Troubleshooting Common Issues

Inconsistent Test Results

Performance tests can produce variable results. To address this:

js
// Improved test reliability
const options = {
discardResponseBodies: true,
scenarios: {
contacts: {
executor: 'ramping-vus',
startVUs: 0,
stages: [
{ duration: '20s', target: 10 },
{ duration: '30s', target: 10 },
{ duration: '10s', target: 0 },
],
},
},
thresholds: {
http_req_duration: ['p(95)<500', 'p(99)<1500'],
'http_req_duration{staticAsset:yes}': ['p(95)<100'],
'http_req_duration{staticAsset:no}': ['p(95)<400'],
http_req_failed: ['rate<0.01'],
},
};

False Positives/Negatives

Sometimes tests may fail or pass erroneously:

  • Use multiple runs and take the median result
  • Implement warmup periods before measurement
  • Isolate tests from external dependencies where possible

Exercise: Setting Up Your First Performance Pipeline

Now it's your turn to implement a basic performance pipeline:

  1. Choose a simple web application you've built or a sample application
  2. Set up Lighthouse CI using the configuration provided in this guide
  3. Define at least three performance metrics important for your application
  4. Create a GitHub Actions workflow to run Lighthouse tests on pull requests
  5. Set performance budgets for your key metrics
  6. Create a simple dashboard to visualize your results

Summary

A CI/CD Performance Pipeline helps you identify and address performance issues early in the development cycle.

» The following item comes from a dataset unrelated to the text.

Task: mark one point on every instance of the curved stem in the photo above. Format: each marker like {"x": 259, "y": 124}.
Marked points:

By integrating performance testing into your CI/CD workflow, you can:

  • Catch performance regressions before they reach production
  • Establish clear performance expectations with measurable budgets
  • Build a culture of performance awareness in your development team
  • Continuously optimize your application based on data, not assumptions

Building a performance pipeline requires initial investment but pays dividends in user satisfaction, conversion rates, and reduced infrastructure costs.